The club, hereinafter known as the Foot in Mouth Club, plans to meet every Monday evening at 17:00 whilst Parliament is sitting.
Newly appointed Life President of the Foot in Mouthers, Baroness Chakrabarti, says it will comfortably fill a Monday evening gap in her weekly social calendar.
Baroness Chakrabarti said, “I quite often feel at a loose end early on Monday evenings as do many of my friends in the Labour Party.”
Fellow Foot in Mouther, Richard Burgon, was understood to be disappointed to learn that the club will not be dining out at a Tesco supermarket café.
Baroness Chakrabarti vetoed the idea, after being revived with smelling salts, following an enervating PowerPoint presentation on supermarket cafés by Burgon.
Diane Abbott seconded Chakrabarti’s veto. Abbott feels her constituents would understand her being in favour of supermarket cafés in principle, but would appreciate her not using them in practice. In the same way, she says, as they understand her opposing private schools, whilst sending her children to them.
“I am,” Abbott says, “not so much dining for myself as on behalf of the people of Hackney. And, as regular viewers of the Daily Politics know, the people of Hackney deserve nothing, but the best.”
Foot in Mouth patron, and inspiration for the dining club, Jeremy Corbyn says attending its dinners has now become the priority for him on Monday evenings.
Current members of the Foot in Mouth Club are understood to include Lady Nugee, otherwise known as Colonel Emily Thornberry; Kate Osamor; Dawn Butler; Richard (miffed at not being Life President) Burgon; any past or present member of Labour’s Communications Team, appointed by Seumas Milne; a select group of staffers, past or present, from Corbyn’s own office; Jon Trickett; Seb Corbyn; John McDonnell; Paul Mason …

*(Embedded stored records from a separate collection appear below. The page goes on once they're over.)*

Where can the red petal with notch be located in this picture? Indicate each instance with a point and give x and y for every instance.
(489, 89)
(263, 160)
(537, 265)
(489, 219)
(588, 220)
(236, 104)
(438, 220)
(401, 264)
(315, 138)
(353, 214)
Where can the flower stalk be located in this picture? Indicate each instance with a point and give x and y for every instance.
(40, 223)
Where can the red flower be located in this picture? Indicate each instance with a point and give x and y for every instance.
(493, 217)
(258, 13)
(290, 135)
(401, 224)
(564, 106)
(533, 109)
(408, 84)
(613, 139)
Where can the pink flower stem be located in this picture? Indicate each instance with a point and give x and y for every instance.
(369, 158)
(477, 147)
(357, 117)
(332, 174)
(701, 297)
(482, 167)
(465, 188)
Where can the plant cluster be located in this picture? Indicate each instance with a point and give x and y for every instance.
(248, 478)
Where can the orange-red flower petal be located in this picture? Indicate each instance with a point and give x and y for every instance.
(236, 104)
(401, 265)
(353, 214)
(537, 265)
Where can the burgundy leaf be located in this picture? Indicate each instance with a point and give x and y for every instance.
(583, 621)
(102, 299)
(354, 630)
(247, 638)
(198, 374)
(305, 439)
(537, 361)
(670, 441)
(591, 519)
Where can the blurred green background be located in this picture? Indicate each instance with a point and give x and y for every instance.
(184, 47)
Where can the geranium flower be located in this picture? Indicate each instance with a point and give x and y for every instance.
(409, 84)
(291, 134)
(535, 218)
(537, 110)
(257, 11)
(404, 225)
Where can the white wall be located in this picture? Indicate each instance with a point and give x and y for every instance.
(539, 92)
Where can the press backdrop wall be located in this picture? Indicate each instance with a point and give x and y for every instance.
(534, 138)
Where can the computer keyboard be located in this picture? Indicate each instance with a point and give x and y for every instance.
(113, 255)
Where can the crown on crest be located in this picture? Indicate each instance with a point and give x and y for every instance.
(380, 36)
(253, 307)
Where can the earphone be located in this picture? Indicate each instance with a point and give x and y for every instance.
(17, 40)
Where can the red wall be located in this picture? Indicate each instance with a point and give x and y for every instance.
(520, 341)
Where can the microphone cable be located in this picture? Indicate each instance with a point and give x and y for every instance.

Len McCluskey, Ken Livingstone and George Galloway have, for now, all declined invitations to join the club.
Clive Lewis is in two minds as to whether or not to join the Foot in Mouth Club.
According to a senior Labour source, Angela Rayner prefers to be a swot and will continue to attend the unfashionable, Monday evening Parliamentary Labour Party meetings. These meetings, the source understands, are held every Monday evening when Parliament is sitting.
Any way, the source said, Rayner would probably be at a disadvantage dining with the club, given her working class background. I gather, the source continued, Angela is more at home in works canteens or, if I get the vernacular right, down the chippie with her mates. You know, people like Jess Phillips.
I have, though, been told, the source remarked, some fish and chip shops have exotic items, like guacamole, on the menu, but then again, that may just be an urban myth.
As we went to press, Richard Burgon was insisting that serious consideration is being given to his suggestion that the Foot in Mouth Club’s logo should be a Scotch Egg.